Corriere della Sera

Sì all’Italia, l’Ue cambia il calcolo del deficit

Accolta la richiesta del governo e degli altri otto Paesi, ma sul disavanzo l’effetto è di 800 milioni

- Mario Sensini

Il governo canta vittoria, la Ue raffredda gli entusiasmi, e forse hanno ragione entrambi. La decisione della Commission­e Ue di studiare le modifiche al metodo di calcolo del deficit struttural­e, il parametro di riferiment­o dei conti pubblici, sollecitat­e da Italia e altri otto Paesi Ue, porrà fine a «una fortissima distorsion­e che penalizza l’Italia» ha detto ieri in Parlamento il ministro dell’Economia, Pier Carlo Padoan.

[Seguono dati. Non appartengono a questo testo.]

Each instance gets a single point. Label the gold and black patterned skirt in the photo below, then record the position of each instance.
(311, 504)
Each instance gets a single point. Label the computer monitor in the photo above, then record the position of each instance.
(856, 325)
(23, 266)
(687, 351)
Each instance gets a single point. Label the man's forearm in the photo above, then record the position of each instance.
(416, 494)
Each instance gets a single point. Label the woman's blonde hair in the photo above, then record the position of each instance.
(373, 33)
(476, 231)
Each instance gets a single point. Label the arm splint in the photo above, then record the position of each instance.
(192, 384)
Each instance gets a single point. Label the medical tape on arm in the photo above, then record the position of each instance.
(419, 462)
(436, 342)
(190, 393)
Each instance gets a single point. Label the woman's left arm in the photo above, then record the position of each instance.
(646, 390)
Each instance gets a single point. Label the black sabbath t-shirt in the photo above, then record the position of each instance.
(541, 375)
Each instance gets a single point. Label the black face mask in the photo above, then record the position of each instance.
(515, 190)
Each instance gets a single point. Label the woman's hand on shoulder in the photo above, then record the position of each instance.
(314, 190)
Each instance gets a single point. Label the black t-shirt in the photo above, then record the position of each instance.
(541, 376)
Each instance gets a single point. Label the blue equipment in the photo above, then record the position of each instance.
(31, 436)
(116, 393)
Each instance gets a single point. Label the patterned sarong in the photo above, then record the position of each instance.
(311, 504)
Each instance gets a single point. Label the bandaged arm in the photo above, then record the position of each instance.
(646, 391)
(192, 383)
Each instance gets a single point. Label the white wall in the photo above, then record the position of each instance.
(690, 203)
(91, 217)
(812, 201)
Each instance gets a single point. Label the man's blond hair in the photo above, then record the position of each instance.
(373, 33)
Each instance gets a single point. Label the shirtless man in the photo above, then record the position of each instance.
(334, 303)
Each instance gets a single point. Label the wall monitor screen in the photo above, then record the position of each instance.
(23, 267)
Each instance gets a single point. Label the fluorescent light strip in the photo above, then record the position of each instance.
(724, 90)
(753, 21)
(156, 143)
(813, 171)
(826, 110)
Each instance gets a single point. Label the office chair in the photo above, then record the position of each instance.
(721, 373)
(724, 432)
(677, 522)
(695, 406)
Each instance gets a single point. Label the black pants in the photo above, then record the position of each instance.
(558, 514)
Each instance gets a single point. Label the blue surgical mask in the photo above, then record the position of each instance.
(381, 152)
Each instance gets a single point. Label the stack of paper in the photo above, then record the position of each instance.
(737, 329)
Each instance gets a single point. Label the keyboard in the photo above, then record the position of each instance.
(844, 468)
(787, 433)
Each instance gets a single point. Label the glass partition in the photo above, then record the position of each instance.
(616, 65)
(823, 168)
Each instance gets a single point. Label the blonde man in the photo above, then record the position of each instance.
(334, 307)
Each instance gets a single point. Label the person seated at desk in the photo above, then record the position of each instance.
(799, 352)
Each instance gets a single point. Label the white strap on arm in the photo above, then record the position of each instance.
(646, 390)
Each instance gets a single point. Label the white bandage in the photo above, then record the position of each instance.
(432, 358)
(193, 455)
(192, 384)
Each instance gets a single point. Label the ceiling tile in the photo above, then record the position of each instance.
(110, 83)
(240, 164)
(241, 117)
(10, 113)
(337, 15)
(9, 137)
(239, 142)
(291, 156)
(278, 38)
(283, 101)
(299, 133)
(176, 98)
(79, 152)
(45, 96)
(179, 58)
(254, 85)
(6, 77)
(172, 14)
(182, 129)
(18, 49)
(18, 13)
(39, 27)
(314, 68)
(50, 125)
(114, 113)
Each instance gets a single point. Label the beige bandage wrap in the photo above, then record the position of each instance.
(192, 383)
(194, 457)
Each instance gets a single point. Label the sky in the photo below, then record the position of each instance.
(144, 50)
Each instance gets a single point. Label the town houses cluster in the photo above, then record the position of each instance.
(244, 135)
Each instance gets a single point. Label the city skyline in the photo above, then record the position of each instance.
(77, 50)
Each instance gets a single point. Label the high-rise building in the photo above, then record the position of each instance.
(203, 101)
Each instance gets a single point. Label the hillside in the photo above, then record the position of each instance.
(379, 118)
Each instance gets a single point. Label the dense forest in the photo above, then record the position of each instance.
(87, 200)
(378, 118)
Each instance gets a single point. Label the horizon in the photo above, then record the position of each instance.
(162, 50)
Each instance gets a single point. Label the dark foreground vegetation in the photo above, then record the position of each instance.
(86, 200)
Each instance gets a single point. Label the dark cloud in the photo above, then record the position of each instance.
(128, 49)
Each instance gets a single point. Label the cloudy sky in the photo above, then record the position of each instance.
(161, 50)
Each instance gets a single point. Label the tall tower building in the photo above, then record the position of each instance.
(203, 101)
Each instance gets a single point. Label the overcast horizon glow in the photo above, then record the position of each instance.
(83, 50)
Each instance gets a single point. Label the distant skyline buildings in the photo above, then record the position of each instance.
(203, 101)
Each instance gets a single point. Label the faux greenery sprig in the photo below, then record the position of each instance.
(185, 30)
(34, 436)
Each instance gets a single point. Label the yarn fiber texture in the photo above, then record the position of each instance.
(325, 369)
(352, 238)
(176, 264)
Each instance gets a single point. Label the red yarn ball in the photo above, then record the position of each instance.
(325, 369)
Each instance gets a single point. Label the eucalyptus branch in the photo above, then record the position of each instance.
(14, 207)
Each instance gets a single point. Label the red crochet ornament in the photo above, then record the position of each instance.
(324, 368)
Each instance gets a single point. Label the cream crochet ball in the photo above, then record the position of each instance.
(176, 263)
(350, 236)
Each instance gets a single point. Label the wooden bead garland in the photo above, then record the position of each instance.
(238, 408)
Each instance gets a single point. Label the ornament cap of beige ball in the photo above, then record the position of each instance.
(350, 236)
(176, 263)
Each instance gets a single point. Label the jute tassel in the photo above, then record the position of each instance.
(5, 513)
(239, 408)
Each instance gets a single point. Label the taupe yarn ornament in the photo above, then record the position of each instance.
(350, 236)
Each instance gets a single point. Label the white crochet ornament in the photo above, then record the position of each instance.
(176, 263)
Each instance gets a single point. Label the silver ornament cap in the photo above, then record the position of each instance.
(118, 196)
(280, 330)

Proprio in quelle stesse ore, però, a Bruxelles è uscito un documento ufficiale della Commission­e in cui c’è scritto l’esatto contrario. Anche accettando le modifiche proposte, per l’Italia cambierà pochissimo, quasi niente. Per l’esattezza l’effetto sul deficit struttural­e sarebbe di 0,05 punti di Pil, circa 800 milioni di euro. Un’inezia, anche se a guardar bene quello 0,05% è esattament­e la materia del contendere tra il governo e la Commission­e sul deficit di bilancio del 2017.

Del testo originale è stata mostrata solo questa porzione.